年度初めでバタバタ真っ最中、2019年4月10日にノーベル賞レベルの発表がありました。日本を含む世界6ヶ国の研究グループがブラックホールの撮影に成功したのです。
ブラックホールはアインシュタインの一般相対性理論によって100年前からその存在が予言されていました。重力レンズなどで存在が確認されていたブラックホールですが、このたび、日本の国立天文台をはじめとする国際協力チームによってブラックホールの視覚化に成功したというのです。

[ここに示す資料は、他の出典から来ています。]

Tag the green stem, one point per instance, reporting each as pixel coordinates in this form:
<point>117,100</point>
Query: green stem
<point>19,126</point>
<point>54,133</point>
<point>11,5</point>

まず、今回映像化されたブラックホールの画像は、地球から5,500万光年離れたM87銀河のものです。M87のブラックホールは太陽の65億倍の質量を持つそうです。大きい質量をもつブラックホールほど撮影しやすいのですが、5500万光年(地球から約1000億km)(※1光年≒9兆4600億km)というとてつもなく遠い場所では簡単に撮影できません。EHTチームの説明では、
『ブラックホールはとてつもなく遠方にあり、「ニューヨークにいながら、ロサンゼルスにあるゴルフボールのくぼみを一つひとつ数えるようなもの」だったり、「月にあるミカンの写真を撮るようなもの」という、途方もなく非常識な精度を必要とするものだった。この解像度を達成するには、地球規模の大きさをもつ望遠鏡が必要になる。』
いかに難しい撮影だったかがわかりますね。この難題に対して、日本を含め6ヶ国が協力し、アルマ望遠鏡をはじめとする世界8ヶ所の電波望遠鏡を使って観測したそうです。この世界規模の協力により、人間の300万倍の分解能をもつ望遠鏡を作り上げました。(分解能を簡単に説明すると隣り合う2つの点を認識できる能力です。)

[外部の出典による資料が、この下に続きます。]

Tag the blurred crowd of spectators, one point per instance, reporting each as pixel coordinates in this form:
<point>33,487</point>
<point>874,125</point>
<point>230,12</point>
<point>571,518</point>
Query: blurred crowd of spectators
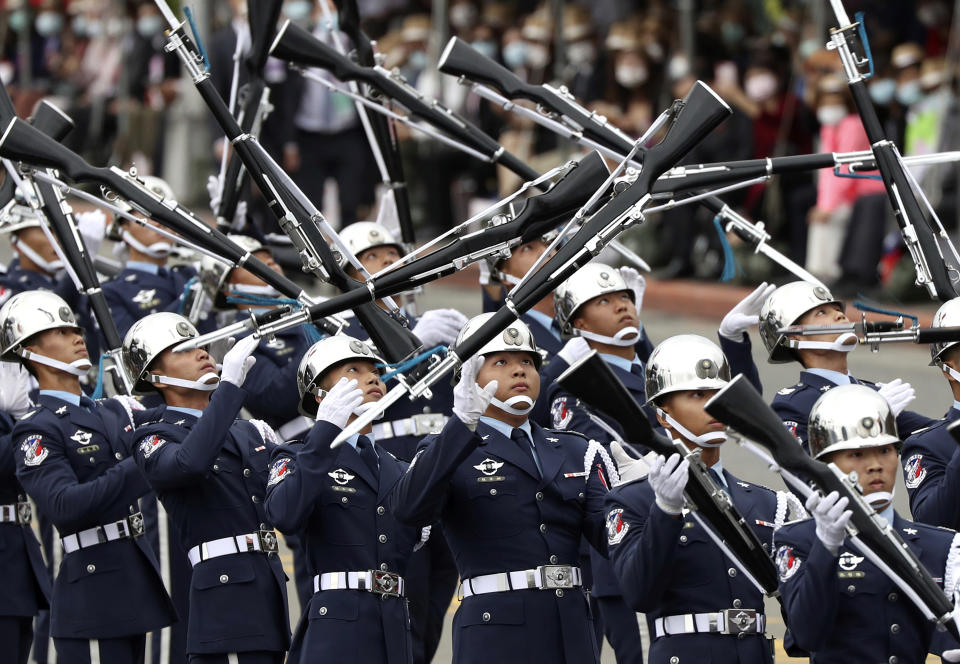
<point>104,61</point>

実はブラックホールの撮影自体は2年前に行われていたそうです。1gbの100万倍もある撮影データを2年かけて映像化して発表したのが今回のブラックホールの画像なのです。いかにすごい発表だったのかがわかりますね。
宇宙にはロマンを感じます。和歌や俳句にも月や星について描かれたものが数多くあります。人はいつの時代も宇宙に思いを馳せるのだと思います。今回の発表には200人を超える世界中の科学者が関わったそうです。世界中の宇宙の謎を追い求める人たちが今回のブラックホールの画像に繋がったことがとても素晴らしいことだと思いました。